By a unanimous vote, the San Francisco supervisors have made Kelly Wong a member of the San Francisco Elections Commission. The Chinese national is the first non- U.S. citizen to hold the post, and under U.S. law she is not allowed to vote. Wong’s priority is to ensure that voter materials are translated in a way that people can understand, work she already performs as an “immigrant rights advocate” at Chinese for Affirmative Action.

According to CAA, last year “more than 24,000 Chinese migrants have made a treacherous 60-mile trek through the Darien Gap risking death and disease to eventually cross from Mexico into the U.S.” The “numbers are unprecedented,” and the San Diego Migrant Welcome Center “asked CAA to assist with the influx of arrivals.” For many, “the number one priority was to arrange transit to U.S.-based family and friends.” While this was going on, another People’s Republic of China (PRC) development escaped notice.

In January, a team from the Environmental Protection Agency (EPA) cleaned up the site of an illegal biolab run by Chinese nationals in Reedley, California, near Fresno. The site jostled with dangerous pathogens, and viral agents, some untested by the federal Centers for Disease Control. That is no surprise since the CDC cooperates closely with the PRC, and the CDC’s vaunted Epidemic Intelligence Service (EIS), which failed to stop Covid from arriving stateside, includes Chinese nationals.

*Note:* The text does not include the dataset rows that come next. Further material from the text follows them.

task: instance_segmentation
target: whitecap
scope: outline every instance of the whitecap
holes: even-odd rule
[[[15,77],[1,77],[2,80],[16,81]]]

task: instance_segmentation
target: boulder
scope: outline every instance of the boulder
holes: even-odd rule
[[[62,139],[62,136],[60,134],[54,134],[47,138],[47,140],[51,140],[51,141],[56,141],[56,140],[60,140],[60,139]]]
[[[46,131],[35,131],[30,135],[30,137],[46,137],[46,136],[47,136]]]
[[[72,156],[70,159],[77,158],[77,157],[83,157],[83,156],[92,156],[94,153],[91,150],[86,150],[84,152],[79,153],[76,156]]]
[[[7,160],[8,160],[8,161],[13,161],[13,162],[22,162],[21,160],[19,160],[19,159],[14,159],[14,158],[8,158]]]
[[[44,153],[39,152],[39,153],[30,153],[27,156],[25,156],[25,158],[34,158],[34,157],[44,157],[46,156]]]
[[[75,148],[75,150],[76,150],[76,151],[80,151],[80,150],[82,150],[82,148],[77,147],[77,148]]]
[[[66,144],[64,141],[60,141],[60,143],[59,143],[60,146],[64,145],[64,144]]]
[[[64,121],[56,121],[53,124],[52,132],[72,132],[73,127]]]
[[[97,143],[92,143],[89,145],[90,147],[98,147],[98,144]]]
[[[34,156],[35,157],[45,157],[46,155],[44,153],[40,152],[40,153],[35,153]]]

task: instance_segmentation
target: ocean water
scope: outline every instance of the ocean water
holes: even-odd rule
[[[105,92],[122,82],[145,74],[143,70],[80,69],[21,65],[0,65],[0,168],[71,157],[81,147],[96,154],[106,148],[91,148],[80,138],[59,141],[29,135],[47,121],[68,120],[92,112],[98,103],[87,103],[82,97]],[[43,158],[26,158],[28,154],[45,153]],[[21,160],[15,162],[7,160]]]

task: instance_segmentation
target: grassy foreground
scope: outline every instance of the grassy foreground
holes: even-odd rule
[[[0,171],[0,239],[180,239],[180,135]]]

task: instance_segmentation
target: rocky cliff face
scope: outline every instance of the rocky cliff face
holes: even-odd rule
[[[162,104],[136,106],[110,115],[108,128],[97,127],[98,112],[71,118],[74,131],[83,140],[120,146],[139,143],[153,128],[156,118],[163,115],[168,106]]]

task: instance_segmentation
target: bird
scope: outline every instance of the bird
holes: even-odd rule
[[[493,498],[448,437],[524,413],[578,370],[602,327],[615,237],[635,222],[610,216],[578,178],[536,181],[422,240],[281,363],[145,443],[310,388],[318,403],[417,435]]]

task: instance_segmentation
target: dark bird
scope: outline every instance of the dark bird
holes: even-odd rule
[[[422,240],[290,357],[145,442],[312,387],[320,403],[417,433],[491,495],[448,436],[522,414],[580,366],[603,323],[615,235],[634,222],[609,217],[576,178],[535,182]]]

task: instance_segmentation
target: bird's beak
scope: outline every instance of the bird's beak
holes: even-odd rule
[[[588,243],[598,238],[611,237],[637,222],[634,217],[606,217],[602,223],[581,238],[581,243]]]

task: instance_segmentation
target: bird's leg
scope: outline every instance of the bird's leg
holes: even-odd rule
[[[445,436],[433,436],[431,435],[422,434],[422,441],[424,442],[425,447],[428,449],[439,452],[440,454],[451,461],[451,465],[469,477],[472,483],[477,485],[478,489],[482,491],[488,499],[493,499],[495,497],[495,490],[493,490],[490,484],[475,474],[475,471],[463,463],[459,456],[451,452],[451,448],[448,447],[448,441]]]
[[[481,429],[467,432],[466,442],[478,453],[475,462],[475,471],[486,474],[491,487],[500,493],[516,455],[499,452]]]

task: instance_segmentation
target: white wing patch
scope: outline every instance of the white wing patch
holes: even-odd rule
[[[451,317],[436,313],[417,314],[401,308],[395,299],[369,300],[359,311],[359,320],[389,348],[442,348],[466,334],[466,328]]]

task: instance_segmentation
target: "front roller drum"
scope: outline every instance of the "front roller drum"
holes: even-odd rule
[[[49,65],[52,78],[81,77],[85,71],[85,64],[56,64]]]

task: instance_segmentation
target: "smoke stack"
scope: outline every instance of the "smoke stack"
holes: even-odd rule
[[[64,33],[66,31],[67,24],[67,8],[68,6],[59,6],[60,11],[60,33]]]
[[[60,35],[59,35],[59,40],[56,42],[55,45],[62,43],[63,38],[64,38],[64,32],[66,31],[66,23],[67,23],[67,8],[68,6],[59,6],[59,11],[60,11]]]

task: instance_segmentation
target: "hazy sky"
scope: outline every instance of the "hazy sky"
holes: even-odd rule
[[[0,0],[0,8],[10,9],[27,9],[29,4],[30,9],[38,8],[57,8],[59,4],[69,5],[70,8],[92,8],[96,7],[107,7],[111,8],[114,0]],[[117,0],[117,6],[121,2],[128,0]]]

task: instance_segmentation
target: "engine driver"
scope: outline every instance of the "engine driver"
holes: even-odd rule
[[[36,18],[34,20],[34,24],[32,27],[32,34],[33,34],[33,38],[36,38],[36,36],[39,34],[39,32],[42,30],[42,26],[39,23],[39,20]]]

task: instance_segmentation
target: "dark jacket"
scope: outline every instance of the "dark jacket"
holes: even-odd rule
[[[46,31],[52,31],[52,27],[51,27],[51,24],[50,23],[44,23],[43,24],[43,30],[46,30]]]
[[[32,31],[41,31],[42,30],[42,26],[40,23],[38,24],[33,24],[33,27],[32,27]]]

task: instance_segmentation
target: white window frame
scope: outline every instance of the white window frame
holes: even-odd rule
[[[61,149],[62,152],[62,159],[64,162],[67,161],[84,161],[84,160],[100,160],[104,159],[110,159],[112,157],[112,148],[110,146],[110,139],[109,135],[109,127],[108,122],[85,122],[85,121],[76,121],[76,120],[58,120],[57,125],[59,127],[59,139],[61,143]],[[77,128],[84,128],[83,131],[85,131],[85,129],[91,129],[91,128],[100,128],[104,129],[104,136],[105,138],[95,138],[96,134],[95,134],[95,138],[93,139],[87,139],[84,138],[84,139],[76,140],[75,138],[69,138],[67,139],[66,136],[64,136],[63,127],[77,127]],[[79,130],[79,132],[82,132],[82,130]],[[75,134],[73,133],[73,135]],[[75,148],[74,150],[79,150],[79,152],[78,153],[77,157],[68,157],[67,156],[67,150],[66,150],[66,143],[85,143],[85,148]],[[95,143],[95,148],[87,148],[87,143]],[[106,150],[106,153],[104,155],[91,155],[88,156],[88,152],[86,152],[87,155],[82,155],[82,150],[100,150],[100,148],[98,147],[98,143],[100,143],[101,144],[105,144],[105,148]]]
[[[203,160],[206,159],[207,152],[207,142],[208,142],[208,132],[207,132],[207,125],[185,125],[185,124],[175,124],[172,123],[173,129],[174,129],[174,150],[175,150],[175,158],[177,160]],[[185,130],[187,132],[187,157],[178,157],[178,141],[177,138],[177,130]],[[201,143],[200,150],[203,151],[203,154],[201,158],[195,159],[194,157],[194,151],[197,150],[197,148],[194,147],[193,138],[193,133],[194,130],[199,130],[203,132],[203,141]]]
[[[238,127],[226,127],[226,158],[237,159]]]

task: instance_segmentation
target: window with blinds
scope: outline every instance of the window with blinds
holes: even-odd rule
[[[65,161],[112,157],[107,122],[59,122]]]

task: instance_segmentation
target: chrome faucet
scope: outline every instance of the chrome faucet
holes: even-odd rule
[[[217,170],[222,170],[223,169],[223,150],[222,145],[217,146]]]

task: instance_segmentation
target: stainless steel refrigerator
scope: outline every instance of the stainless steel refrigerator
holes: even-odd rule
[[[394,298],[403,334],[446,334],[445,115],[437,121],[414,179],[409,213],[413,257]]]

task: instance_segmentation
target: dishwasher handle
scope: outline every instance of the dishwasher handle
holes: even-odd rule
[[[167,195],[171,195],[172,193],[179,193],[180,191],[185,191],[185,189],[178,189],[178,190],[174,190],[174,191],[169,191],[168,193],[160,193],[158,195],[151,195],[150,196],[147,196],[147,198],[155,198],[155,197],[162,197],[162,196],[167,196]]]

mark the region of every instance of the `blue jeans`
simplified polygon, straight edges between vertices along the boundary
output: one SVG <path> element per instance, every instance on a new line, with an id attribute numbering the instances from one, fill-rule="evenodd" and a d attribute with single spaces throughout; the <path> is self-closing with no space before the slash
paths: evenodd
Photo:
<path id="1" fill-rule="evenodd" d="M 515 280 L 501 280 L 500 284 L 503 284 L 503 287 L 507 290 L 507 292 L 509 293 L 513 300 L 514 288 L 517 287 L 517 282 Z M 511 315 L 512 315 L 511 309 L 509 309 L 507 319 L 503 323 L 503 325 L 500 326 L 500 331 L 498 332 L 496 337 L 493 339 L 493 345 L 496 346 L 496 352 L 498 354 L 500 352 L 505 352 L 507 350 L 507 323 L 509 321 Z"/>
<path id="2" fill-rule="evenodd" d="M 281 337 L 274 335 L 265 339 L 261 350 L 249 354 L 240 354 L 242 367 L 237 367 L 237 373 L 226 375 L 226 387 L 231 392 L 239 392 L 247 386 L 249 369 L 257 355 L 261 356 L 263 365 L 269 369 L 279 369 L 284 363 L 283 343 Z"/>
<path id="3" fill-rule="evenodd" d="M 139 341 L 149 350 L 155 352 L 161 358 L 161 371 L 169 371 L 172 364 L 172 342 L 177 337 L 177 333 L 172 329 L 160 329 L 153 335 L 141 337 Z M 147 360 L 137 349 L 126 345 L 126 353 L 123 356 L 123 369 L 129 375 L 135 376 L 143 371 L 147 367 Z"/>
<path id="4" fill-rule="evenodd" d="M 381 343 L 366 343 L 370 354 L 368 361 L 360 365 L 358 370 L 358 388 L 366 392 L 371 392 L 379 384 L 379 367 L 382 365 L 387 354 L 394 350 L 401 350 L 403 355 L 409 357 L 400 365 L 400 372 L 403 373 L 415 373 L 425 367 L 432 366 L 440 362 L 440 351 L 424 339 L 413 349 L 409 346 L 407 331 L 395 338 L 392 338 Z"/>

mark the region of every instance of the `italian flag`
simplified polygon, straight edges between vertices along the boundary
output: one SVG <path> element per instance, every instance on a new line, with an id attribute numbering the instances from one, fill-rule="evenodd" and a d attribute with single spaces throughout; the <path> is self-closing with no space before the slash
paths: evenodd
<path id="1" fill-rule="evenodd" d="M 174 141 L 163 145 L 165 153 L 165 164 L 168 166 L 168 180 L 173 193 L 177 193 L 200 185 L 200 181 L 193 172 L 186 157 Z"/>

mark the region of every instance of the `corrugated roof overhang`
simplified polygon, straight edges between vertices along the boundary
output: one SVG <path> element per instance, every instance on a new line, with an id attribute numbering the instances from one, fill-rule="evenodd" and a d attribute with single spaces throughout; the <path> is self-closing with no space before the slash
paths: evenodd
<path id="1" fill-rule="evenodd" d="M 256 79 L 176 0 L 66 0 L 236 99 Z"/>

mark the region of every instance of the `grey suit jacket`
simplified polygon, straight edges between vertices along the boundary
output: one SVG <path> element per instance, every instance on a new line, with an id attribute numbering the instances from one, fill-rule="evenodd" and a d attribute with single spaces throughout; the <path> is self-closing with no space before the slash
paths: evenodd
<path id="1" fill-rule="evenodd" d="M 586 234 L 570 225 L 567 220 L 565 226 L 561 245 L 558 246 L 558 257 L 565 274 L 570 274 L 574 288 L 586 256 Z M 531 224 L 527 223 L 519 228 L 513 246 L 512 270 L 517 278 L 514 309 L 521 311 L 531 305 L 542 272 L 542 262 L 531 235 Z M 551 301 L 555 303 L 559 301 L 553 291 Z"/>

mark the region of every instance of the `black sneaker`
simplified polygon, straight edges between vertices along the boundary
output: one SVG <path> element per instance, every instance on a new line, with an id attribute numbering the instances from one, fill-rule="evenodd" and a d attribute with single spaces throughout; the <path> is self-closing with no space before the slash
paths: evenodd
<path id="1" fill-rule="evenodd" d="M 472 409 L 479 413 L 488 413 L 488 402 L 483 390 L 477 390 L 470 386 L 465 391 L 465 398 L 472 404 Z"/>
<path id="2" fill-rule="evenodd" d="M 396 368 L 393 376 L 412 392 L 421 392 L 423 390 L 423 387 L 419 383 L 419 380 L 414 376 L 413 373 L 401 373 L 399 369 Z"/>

According to The Black Book of Communism, the PRC is the most lethal regime in history, with more than 60 million victims. If the PRC ever did anything with which the CDC disagreed, it’s hard to know what it might be. The same goes for California Sen. Dianne Feinstein, who passed away last September. Feinstein maintained a Chinese spy on her staff for 20 years. Gov. Gavin Newsom also has a soft spot for the one-party Communist regime.

San Francisco has become the world’s largest latrine, homeless camp and junkyard, but former mayor Newsom cleaned it all up when Xi Jinping came to town. That was hardly Newsom’s only service for the PRC.

In April 2020, Gov. Newsom announced a $1 billion deal for masks with the Chinese company BYD, which had no experience making protective equipment. Newsom hid the details, even from fellow Democrats and what became of the $1 billion remained something of a mystery. Other massive favors for the PRC stand in plain sight.

For the new span of the Bay Bridge, California rejected federal money and hired a Chinese company which, at the time, had no experience building bridges. The structure came in 10 years late, $5 billion over budget, and riddled with cracked bolts, corrosion and such.

All told, the Golden State is shaping up as Californiachukuo, a development and settlement zone for the PRC. Newsom is the colonial official, and a PRC national now serves on the San Francisco Election Commission, eager to ensure accurate translation of election documents.

As Commissioner Wong should know, back in 1986 a full 73 percent of California voters passed Proposition 63, the Official Language of California Amendment, designed to “preserve the role of English as the state’s common language.” According to this law, the voter guides should be only in English, with good reason. As legal immigrants know, some proficiency in English is a requirement for U.S. citizenship, in turn, a requirement for voting in U.S. elections.

By contrast, Joe Biden believes that illegals are “already American citizens” and should be able to vote. That’s why he brought in some eight million foreign nationals with no English ability, no background checks, and no health requirements. According to Chinese for Affirmative Action, “unprecedented numbers” of them are Chinese nationals, eager to link up with those already here.

All told, Californiachukuo is shaping up as the model for the nation. To paraphrase Walter Sobchak, this is what happens when a constitutional democracy collaborates with a genocidal Communist dictatorship.